Speaking about the video, SDLP Councillor Tim Atwood said: "I condemn the grotesque and offensive comments made by Cllr Jolene Bunting and Jayden Fransen from Britain First outside the Islamic Centre last night.

"There can be no place in Belfast for abusive comments such as ‘Muslims communities are trying to achieve colonisation’ or ‘Campaigning against dens of inequities’.

"Cllr Bunting should disassociate herself from these shameless and reckless comments.

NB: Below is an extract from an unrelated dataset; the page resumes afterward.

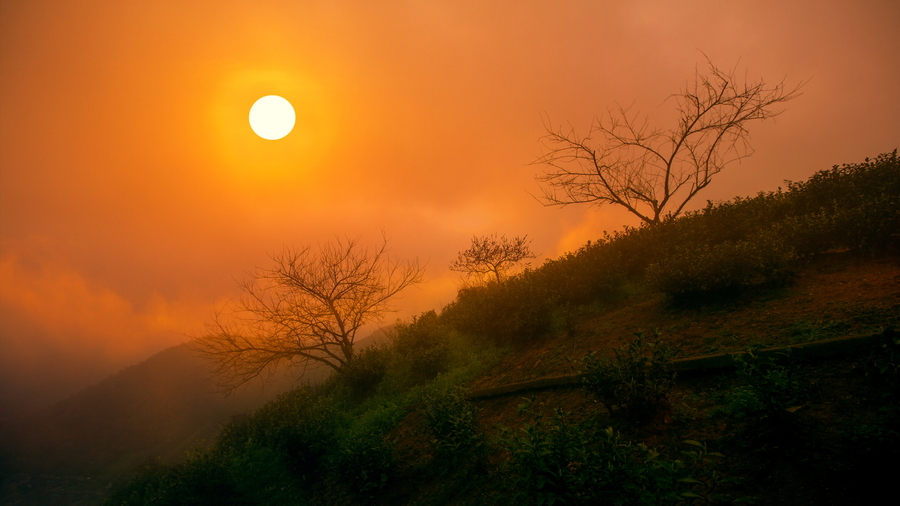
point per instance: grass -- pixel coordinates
(752, 272)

Given the increase in racist attacks, we need to need to express solidarity with all communities including our Islamic neighbours."

The video has also been slammed by Green Party councillor Georgina Milne, who has said she will be investigating whether Belfast City Council's Code of Conduct was breached.

"Belfast City Council is currently looking at an amendment to Standing Order 30 which would state that members should not impute motives or use offensive expressions in reference to any persons of sections of society that shows contempt on the basis of race, ethnicity, nationality, gender, gender identity, sexual orientation, religious belief, age or disability,” the East Belfast councillor said.

"As it is, councillors are already expected to hold themselves to a higher standard of behaviour than the general public and I intend to look at whether this member has acted against our Code of Conduct with these stomach-churning comments which are tantamount to hate speech.

“I would offer my full support to Belfast Islamic Centre and the Muslim community in Belfast. I would also appeal to anybody in East Belfast who has experienced hate and harassment to reach out to me and I will do anything in my power to help.”

The PSNI records hate crimes under a number of different categories, including racist, homophobic, sectarian (which includes actions between the nationalist and unionist communities), faith/religion, disability, and transphobic.

Figures released last month found between June 2016 and June 2017 there were 1,062 racist incident reported to the PSNI, outstripping the 938 incidents involving traditional religious sectarianism.

Jayda Fransen is due to appear before Belfast Magistrates' Court on Thursday on charges related to a speech made in Belfast in August in which it is alleged she used threatening and abusive language.

A PSNI spokesman said: "Police have received a report regarding a video posted on social media relating to a speech made in Belfast last night (Tuesday, 12 December).

"Enquiries are ongoing."

The Belfast Islamic Centre could not be reached on Wednesday evening.